Comparative neuroprotective efficacy of N-acetylcysteine and naringin in lead-induced neurotoxicity: Restoration of BDNF, neurotransmitters, and cognitive function

Background

Exposure to lead acetate is reported to induce neurotoxicity associated with cognitive dysfunction, neurotransmitter dysfunction, oxidative stress, neuroinflammation, and neuronal damage in the hippocampus. Flavonoids and other natural compounds possessing antioxidant and neuroprotective properties can be of therapeutic interest. In the current study, naringin's protective property as a flavonoid was compared with that of N-acetylcysteine (NAC) against lead-induced neurotoxicity in rats.

Methods

Adult rats were randomly distributed into control, lead acetate-treated, lead + NAC-treated, lead + low-dose naringin, and lead + high-dose naringin groups, each group containing 6 animals. The Novel Object Recognition (NOR) test was used for the evaluation of cognitive function. Biochemical analysis of hippocampal glutamate, acetylcholine, Brain-Derived Neurotrophic Factor (BDNF), Nuclear factor erythroid 2-related factor 2 (Nrf2), pro-inflammatory markers (IL-6, GFAP), and serum lead levels was done. Histopathological analysis of hippocampal sections by crystal violet staining was done.

Results

Exposure to lead acetate-induced severe neurotoxicity in the guise of compromised recognition memory, reduced glutamate and acetylcholine content, reduced BDNF and Nrf2 expression, increased IL-6 and GFAP content, and severe hippocampal neuronal damage. NAC treatment effectively reversed cognitive function, neurotransmitter content, neurotrophic factors, and diminished neuroinflammation. Dose-dependent neuroprotection was afforded by naringin, where the high-dose group had better recovery in all the parameters than the low-dose group.
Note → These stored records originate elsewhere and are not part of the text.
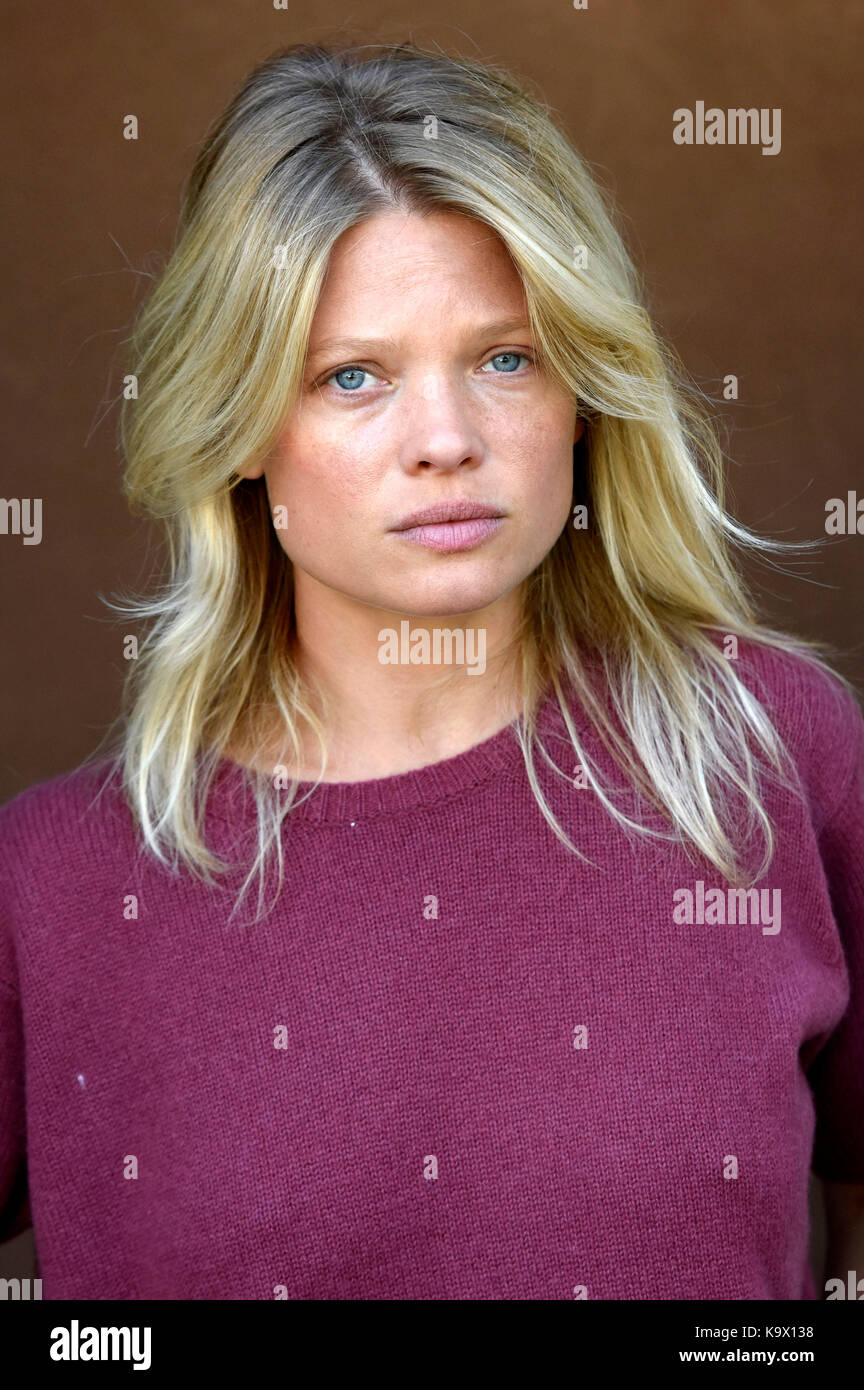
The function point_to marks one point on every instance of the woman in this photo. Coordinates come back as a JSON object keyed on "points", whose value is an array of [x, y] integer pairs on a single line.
{"points": [[553, 982]]}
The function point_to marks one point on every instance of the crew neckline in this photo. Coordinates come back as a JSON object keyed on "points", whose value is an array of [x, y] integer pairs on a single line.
{"points": [[496, 756]]}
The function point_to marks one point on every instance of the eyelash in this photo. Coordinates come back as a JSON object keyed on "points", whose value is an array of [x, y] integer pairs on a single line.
{"points": [[356, 366]]}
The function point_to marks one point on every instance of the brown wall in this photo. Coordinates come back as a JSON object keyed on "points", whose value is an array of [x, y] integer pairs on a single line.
{"points": [[752, 264]]}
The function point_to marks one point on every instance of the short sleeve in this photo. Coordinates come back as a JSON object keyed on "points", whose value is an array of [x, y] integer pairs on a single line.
{"points": [[14, 1204], [836, 1075]]}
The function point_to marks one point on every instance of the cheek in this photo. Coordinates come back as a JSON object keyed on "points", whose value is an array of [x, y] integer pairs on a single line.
{"points": [[317, 480]]}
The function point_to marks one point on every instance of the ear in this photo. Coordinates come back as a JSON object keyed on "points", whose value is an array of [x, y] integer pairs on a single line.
{"points": [[253, 470]]}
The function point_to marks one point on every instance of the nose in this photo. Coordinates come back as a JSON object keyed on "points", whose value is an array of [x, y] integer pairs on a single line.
{"points": [[438, 427]]}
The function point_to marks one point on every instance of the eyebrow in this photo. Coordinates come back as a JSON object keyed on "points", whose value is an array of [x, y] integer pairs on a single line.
{"points": [[370, 345]]}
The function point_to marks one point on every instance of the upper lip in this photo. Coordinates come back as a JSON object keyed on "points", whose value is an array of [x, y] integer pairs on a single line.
{"points": [[461, 509]]}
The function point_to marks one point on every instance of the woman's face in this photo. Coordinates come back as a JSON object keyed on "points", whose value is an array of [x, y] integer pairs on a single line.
{"points": [[420, 391]]}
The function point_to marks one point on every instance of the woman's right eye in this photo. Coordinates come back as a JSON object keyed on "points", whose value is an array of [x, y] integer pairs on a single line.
{"points": [[353, 375]]}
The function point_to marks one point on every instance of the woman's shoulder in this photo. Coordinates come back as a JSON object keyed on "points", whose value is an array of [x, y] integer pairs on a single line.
{"points": [[816, 712], [75, 808]]}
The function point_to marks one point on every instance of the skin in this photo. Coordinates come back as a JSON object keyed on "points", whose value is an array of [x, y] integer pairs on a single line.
{"points": [[452, 409]]}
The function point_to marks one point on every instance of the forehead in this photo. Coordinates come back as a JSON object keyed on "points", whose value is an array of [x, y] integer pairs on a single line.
{"points": [[399, 271]]}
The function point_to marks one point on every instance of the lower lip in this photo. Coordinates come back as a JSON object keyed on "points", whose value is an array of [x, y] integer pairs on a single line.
{"points": [[453, 535]]}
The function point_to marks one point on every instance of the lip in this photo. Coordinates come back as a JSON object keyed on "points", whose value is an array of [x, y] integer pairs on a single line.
{"points": [[452, 526]]}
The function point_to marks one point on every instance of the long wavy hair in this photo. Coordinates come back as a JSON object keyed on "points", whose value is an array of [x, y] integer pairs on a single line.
{"points": [[316, 141]]}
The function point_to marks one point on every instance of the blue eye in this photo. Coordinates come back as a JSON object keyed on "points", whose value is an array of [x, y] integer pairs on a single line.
{"points": [[350, 371], [511, 356]]}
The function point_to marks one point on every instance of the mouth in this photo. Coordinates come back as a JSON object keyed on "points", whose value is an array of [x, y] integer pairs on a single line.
{"points": [[452, 526]]}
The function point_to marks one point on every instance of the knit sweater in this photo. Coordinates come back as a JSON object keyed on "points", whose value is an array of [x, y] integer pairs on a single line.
{"points": [[456, 1061]]}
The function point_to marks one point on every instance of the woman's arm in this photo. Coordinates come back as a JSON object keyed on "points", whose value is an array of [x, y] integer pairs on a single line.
{"points": [[845, 1232]]}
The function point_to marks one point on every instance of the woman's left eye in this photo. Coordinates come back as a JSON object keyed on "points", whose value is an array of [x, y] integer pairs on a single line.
{"points": [[510, 359]]}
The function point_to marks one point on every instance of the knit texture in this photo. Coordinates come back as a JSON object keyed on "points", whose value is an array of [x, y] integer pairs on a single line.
{"points": [[456, 1061]]}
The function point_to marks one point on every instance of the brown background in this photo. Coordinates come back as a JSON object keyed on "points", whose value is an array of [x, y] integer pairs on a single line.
{"points": [[752, 263]]}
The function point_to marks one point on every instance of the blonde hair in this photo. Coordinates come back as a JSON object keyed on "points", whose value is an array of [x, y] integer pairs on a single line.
{"points": [[314, 142]]}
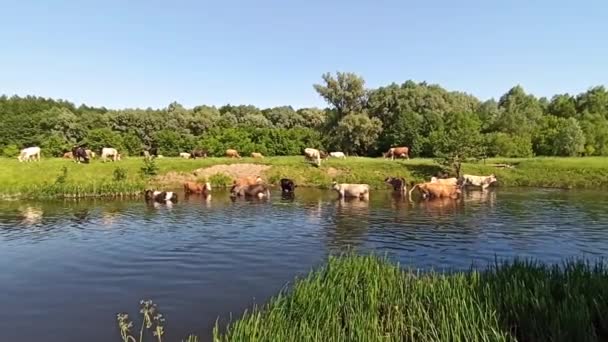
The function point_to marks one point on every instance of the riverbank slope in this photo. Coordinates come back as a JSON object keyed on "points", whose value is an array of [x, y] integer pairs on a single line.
{"points": [[47, 178]]}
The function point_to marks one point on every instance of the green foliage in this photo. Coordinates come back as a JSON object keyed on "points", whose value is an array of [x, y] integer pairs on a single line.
{"points": [[358, 120], [498, 144], [560, 136], [368, 298], [459, 141], [96, 139], [63, 177], [54, 146], [149, 168], [10, 151], [357, 133], [119, 174]]}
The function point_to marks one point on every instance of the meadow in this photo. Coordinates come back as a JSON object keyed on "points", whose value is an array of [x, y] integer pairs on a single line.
{"points": [[48, 179]]}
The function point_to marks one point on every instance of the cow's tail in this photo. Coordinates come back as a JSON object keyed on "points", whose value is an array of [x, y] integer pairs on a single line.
{"points": [[412, 190]]}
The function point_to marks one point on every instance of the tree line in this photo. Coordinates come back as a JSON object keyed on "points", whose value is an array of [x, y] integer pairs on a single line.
{"points": [[431, 120]]}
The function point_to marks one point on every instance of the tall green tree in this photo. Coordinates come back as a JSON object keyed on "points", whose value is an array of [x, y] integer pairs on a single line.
{"points": [[345, 92]]}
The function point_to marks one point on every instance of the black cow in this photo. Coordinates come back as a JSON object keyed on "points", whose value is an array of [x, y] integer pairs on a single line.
{"points": [[160, 196], [198, 153], [80, 154], [287, 185]]}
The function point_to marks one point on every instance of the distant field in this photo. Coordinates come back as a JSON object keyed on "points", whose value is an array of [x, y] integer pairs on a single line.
{"points": [[588, 172]]}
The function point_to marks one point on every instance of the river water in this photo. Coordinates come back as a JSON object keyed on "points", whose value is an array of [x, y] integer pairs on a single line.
{"points": [[67, 268]]}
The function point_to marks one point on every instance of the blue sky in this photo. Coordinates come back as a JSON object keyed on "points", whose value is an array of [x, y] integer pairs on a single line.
{"points": [[149, 53]]}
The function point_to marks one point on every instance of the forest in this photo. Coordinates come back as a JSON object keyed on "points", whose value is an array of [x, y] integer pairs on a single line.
{"points": [[431, 120]]}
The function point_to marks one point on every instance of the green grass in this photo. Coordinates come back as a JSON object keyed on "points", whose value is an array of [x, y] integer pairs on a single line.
{"points": [[366, 298], [27, 179]]}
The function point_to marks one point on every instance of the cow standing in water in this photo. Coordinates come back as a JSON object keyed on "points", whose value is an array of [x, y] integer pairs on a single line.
{"points": [[80, 154], [399, 185], [397, 152], [27, 154]]}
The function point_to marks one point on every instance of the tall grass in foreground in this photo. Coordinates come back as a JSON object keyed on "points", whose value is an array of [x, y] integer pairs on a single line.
{"points": [[366, 298]]}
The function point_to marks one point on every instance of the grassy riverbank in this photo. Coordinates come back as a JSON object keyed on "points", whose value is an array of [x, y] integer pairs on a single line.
{"points": [[96, 179], [365, 298]]}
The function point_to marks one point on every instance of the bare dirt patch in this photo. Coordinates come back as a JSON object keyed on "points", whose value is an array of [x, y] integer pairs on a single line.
{"points": [[232, 170], [173, 177]]}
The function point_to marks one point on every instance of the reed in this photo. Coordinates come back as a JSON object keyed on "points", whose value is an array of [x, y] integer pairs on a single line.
{"points": [[368, 298]]}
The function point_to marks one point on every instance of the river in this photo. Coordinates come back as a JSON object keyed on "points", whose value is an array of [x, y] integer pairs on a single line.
{"points": [[68, 267]]}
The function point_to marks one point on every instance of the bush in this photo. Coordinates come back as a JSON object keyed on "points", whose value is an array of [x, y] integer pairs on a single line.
{"points": [[510, 146], [119, 174], [149, 168]]}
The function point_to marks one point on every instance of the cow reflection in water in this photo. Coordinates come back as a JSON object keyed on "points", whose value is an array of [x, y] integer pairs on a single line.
{"points": [[488, 196], [440, 207], [31, 215]]}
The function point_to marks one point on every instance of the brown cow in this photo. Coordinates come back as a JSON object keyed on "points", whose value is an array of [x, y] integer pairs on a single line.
{"points": [[249, 180], [436, 190], [232, 153], [197, 188], [397, 152]]}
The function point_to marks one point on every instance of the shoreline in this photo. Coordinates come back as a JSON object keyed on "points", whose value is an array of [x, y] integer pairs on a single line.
{"points": [[42, 180]]}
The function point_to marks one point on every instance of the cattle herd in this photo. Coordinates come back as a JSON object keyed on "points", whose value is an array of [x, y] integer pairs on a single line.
{"points": [[254, 186]]}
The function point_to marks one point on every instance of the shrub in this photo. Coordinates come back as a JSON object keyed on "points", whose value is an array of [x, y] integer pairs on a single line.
{"points": [[119, 174]]}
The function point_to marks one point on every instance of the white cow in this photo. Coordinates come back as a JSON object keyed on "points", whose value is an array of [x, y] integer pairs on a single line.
{"points": [[337, 155], [313, 154], [28, 153], [351, 190], [448, 181], [480, 181], [109, 152]]}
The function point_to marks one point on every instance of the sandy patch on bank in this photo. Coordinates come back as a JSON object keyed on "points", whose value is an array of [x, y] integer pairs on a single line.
{"points": [[233, 170]]}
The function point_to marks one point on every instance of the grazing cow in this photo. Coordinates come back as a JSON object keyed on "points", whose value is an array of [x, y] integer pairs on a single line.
{"points": [[255, 190], [480, 181], [448, 181], [80, 154], [27, 154], [198, 153], [231, 153], [397, 152], [160, 196], [287, 185], [112, 153], [398, 184], [351, 190], [196, 188], [312, 154], [436, 190], [249, 180]]}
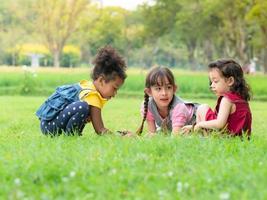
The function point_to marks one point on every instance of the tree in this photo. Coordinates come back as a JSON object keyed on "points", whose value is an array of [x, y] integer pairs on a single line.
{"points": [[258, 14], [56, 21]]}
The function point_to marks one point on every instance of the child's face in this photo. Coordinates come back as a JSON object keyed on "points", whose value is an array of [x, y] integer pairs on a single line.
{"points": [[219, 84], [109, 89], [162, 94]]}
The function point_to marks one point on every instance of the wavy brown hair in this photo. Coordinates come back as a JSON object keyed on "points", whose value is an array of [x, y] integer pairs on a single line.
{"points": [[156, 76], [108, 63]]}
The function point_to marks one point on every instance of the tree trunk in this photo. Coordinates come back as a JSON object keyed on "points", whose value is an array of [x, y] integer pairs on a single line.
{"points": [[56, 59], [191, 57], [264, 61]]}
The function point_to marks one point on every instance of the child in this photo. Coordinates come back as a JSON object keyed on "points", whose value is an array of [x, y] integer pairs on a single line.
{"points": [[162, 109], [72, 106], [232, 111]]}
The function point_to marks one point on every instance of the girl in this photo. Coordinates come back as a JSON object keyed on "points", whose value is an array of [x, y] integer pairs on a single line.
{"points": [[232, 111], [162, 109], [72, 106]]}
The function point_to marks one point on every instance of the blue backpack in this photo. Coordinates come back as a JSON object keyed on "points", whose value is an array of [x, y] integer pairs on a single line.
{"points": [[63, 96]]}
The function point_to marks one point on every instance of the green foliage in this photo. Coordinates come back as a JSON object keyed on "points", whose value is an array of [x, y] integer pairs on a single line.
{"points": [[34, 166], [44, 82]]}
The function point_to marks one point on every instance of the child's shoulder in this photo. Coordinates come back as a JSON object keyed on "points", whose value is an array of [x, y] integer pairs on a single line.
{"points": [[232, 96]]}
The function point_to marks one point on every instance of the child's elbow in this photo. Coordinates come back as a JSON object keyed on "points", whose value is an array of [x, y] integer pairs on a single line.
{"points": [[220, 125]]}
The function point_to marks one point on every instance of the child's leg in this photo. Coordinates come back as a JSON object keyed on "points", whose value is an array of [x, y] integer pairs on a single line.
{"points": [[201, 112], [71, 120]]}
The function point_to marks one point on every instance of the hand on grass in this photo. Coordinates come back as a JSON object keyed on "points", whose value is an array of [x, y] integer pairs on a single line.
{"points": [[187, 129]]}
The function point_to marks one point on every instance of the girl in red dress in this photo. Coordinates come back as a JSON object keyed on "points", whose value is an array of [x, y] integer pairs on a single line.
{"points": [[232, 112]]}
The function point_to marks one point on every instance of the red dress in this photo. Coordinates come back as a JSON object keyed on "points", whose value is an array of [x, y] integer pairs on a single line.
{"points": [[238, 122]]}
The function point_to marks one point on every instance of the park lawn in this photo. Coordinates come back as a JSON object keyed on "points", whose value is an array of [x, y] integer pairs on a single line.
{"points": [[33, 166]]}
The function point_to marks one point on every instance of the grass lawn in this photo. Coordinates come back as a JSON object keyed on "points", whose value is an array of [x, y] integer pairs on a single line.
{"points": [[33, 166]]}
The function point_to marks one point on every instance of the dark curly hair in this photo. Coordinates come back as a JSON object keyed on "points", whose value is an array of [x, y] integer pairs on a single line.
{"points": [[108, 63], [228, 68]]}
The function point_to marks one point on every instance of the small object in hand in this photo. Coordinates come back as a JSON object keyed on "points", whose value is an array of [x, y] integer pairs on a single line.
{"points": [[123, 132]]}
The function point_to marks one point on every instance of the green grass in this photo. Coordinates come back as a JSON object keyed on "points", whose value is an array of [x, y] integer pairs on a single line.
{"points": [[33, 166]]}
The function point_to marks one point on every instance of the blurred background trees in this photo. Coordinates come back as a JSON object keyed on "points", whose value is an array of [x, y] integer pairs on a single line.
{"points": [[177, 33]]}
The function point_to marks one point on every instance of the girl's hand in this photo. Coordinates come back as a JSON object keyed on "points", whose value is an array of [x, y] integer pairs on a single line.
{"points": [[187, 129], [88, 120], [126, 133], [197, 127]]}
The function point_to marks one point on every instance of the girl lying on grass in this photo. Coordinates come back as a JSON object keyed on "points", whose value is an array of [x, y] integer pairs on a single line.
{"points": [[162, 109], [232, 111], [72, 106]]}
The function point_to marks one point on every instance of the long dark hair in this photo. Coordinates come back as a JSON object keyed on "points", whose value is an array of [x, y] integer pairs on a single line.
{"points": [[156, 76], [109, 64], [228, 68]]}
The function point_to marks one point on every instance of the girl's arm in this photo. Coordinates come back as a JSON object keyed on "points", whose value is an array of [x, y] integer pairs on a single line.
{"points": [[223, 114], [151, 127], [97, 120]]}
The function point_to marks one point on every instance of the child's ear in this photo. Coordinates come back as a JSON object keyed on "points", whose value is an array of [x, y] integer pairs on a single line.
{"points": [[101, 79], [231, 81], [147, 91]]}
Interestingly, high-dose naringin was similar to or even larger than that of NAC's neuroprotection, normalization of hippocampal histoarchitecture, enhancement of antioxidant defense, and decrease in pro-inflammatory markers and serum lead levels.

Conclusion

Lead acetate causes profound neurotoxicity on cognition, neurotransmission, oxidative stress, and inflammation. Naringin, especially at high doses, exhibits highly potent neuroprotective effects, such as NAC, preventing lead-induced cognitive dysfunction and hippocampal pathology by displaying antioxidant, anti-inflammatory, and neurotrophic effects. The results propose naringin as a potential natural drug candidate for preventing and/or treating lead-induced neurotoxicity.